Gaining insights into the responses of individual yeast cells to ethanol fermentation using Raman tweezers and chemometrics.

Spectrochim Acta A Mol Biomol Spectrosc

Institute of Eco-Environmental Research, Guangxi Academy of Sciences, 98 Daling Road, Nanning, Guangxi 530007, China. Electronic address:

Published: October 2024

AI Article Synopsis

  • Saccharomyces cerevisiae is the primary microbe for bioethanol production, facing various stresses that affect its fermentation process and cell growth.
  • The study utilized Raman spectroscopy and chemometric techniques to observe the metabolic changes in individual yeast cells throughout different stages of high gravity ethanol fermentation.
  • Results indicated three distinct physiological stages in yeast cells, increased cellular heterogeneity during late fermentation, and differing stress responses, highlighting the usefulness of this methodology in studying yeast cell metabolism and resistance mechanisms.

Article Abstract

Saccharomyces cerevisiae is the most common microbe used for the industrial production of bioethanol, and it encounters various stresses that inhibit cell growth and metabolism during fermentation.

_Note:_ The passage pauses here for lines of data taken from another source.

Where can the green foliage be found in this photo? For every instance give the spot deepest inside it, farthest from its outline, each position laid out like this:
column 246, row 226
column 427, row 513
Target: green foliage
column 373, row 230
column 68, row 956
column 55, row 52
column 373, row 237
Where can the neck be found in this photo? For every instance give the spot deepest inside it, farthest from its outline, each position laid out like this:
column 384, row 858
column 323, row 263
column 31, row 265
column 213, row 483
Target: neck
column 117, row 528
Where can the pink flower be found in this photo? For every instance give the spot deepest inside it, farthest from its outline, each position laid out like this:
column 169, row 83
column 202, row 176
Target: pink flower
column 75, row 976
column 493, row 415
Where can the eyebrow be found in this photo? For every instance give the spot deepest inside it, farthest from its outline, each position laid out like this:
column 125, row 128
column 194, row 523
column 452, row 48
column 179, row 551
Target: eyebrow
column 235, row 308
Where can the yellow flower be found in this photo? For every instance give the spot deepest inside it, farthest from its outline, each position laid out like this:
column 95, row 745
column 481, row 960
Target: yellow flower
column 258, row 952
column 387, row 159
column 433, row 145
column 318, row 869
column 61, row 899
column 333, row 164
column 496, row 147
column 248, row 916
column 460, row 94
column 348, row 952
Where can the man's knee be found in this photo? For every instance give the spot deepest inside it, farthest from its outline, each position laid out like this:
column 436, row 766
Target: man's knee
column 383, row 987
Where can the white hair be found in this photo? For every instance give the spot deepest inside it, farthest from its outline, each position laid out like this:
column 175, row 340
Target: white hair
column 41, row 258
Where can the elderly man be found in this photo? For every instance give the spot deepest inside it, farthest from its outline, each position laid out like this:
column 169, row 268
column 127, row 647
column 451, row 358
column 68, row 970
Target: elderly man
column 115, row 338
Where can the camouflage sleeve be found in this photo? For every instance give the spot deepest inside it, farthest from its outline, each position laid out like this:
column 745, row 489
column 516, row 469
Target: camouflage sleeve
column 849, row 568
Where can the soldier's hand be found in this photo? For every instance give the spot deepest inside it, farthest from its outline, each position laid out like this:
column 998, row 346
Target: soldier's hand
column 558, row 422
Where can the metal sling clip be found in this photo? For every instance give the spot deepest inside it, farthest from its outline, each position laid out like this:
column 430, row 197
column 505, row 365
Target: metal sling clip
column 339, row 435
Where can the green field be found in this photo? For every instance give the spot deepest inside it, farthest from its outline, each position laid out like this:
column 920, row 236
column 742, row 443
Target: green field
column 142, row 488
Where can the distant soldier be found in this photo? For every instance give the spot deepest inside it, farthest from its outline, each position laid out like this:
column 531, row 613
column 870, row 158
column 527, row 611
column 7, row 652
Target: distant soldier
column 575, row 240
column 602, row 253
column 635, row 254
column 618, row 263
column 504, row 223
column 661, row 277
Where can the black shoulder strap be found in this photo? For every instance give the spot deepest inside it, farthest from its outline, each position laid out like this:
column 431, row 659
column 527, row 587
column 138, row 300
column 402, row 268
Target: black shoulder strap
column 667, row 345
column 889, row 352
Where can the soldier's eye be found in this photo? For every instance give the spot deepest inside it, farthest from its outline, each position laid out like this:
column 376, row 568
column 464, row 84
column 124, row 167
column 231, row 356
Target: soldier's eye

However, little is currently known about the physiological changes that occur in individual yeast cells during ethanol fermentation. Therefore, in this work, Raman spectroscopy and chemometric techniques were employed to monitor the metabolic changes of individual yeast cells at distinct stages during high gravity ethanol fermentation. Raman tweezers was used to acquire the Raman spectra of individual yeast cells. Multivariate curve resolution-alternating least squares (MCR-ALS) and principal component analysis were employed to analyze the Raman spectra dataset. MCR-ALS extracted the spectra of proteins, phospholipids, and triacylglycerols and their relative contents in individual cells. Changes in intracellular biomolecules showed that yeast cells undergo three distinct physiological stages during fermentation. In addition, heterogeneity among yeast cells significantly increased in the late fermentation period, and different yeast cells may respond to ethanol stress via different mechanisms. Our findings suggest that the combination of Raman tweezers and chemometrics approaches allows for characterizing the dynamics of molecular components within individual cells. This approach can serve as a valuable tool in investigating the resistance mechanism and metabolic heterogeneity of yeast cells during ethanol fermentation.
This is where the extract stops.